Setting up your own business should be an exciting process. You’ve read our guide on the key do’s and don’ts, you’ve thought about your stock, as well as where you’re going to sell and how to manage yourself and your time.

However, you may still feel a little daunted about the accounting side of things, especially if you have very little financial experience. With this in mind, here are five steps to getting your startup on track:

Find a reputable accountant

While you may be looking to save costs, a good accountant isn’t something to scrimp on. You need a knowledgeable person or company who can assist you with your day to day bookkeeping to ensure you get everything right when it comes to tax obligations and payroll should you start to employ people.

Set up a separate bank account

Every business should look into setting up a separate bank account – if yours is registered as a corporation or LLC this is actually a legal requirement. A business account keeps all work transactions separate to personal ones – making it easier when it comes to tax season. You could also look into setting up a separate savings account to pay your self-employed wages into.

Look into software that syncs together

Software that works together is the best choice as it ensures you never miss a thing. When your POS system links to your accounting software and your inventory management then you’ll be able to instantly spot trends and keep on top of payments.
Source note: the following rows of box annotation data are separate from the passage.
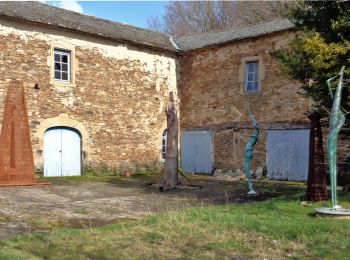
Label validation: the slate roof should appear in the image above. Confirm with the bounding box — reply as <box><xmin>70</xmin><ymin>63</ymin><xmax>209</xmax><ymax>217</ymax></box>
<box><xmin>0</xmin><ymin>1</ymin><xmax>294</xmax><ymax>52</ymax></box>
<box><xmin>174</xmin><ymin>19</ymin><xmax>294</xmax><ymax>51</ymax></box>
<box><xmin>0</xmin><ymin>1</ymin><xmax>176</xmax><ymax>51</ymax></box>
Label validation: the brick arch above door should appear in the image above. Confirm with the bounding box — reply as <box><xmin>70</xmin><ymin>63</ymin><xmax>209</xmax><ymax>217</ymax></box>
<box><xmin>34</xmin><ymin>114</ymin><xmax>92</xmax><ymax>168</ymax></box>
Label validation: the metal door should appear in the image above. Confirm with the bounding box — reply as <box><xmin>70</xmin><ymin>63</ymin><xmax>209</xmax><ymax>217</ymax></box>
<box><xmin>267</xmin><ymin>129</ymin><xmax>310</xmax><ymax>181</ymax></box>
<box><xmin>181</xmin><ymin>131</ymin><xmax>212</xmax><ymax>174</ymax></box>
<box><xmin>44</xmin><ymin>128</ymin><xmax>81</xmax><ymax>177</ymax></box>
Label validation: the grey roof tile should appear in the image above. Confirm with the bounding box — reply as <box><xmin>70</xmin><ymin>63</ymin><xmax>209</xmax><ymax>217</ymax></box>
<box><xmin>0</xmin><ymin>1</ymin><xmax>294</xmax><ymax>52</ymax></box>
<box><xmin>174</xmin><ymin>19</ymin><xmax>294</xmax><ymax>51</ymax></box>
<box><xmin>0</xmin><ymin>1</ymin><xmax>176</xmax><ymax>51</ymax></box>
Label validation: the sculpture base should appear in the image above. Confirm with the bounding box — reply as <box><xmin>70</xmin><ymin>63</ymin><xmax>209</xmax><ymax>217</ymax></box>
<box><xmin>315</xmin><ymin>207</ymin><xmax>350</xmax><ymax>219</ymax></box>
<box><xmin>247</xmin><ymin>190</ymin><xmax>256</xmax><ymax>195</ymax></box>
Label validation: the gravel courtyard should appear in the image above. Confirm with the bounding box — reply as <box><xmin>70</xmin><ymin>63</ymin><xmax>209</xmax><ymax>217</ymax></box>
<box><xmin>0</xmin><ymin>176</ymin><xmax>305</xmax><ymax>239</ymax></box>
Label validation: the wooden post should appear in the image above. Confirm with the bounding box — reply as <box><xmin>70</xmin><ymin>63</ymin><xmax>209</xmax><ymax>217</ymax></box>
<box><xmin>159</xmin><ymin>92</ymin><xmax>179</xmax><ymax>191</ymax></box>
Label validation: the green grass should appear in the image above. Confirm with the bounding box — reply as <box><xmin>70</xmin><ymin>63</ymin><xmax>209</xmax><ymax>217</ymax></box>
<box><xmin>0</xmin><ymin>194</ymin><xmax>350</xmax><ymax>259</ymax></box>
Learn how to keep track of expenses

No one wants to sift through jumbled receipts once it’s time to work out what is a deductible expense and what could be considered taxable when completing your tax return. It’s something you should get into the habit of doing – so that every penny spent for your business is accounted for.

It may be tempting to keep a paper trail – in something such as a classic filofax – but with everything going digital it’s worth looking into a service such as Shoeboxed – which automatically turns receipts into data.

Chase your invoices

It’s vital that you get the money you are owed. After all, until an invoice is paid you’re not getting any benefit from work you carry out or products you have delivered. Delays on invoices can severely hamper your cash flow – especially when you’re first starting out – and cause you to run into problems. Make sure the terms of repayment are clear to your clients and that you have a robust system in place to chase payment for the money you are owed.

Ready to tackle the accounting side of your business? Ensure these five steps are in place and reap the rewards of working for yourself.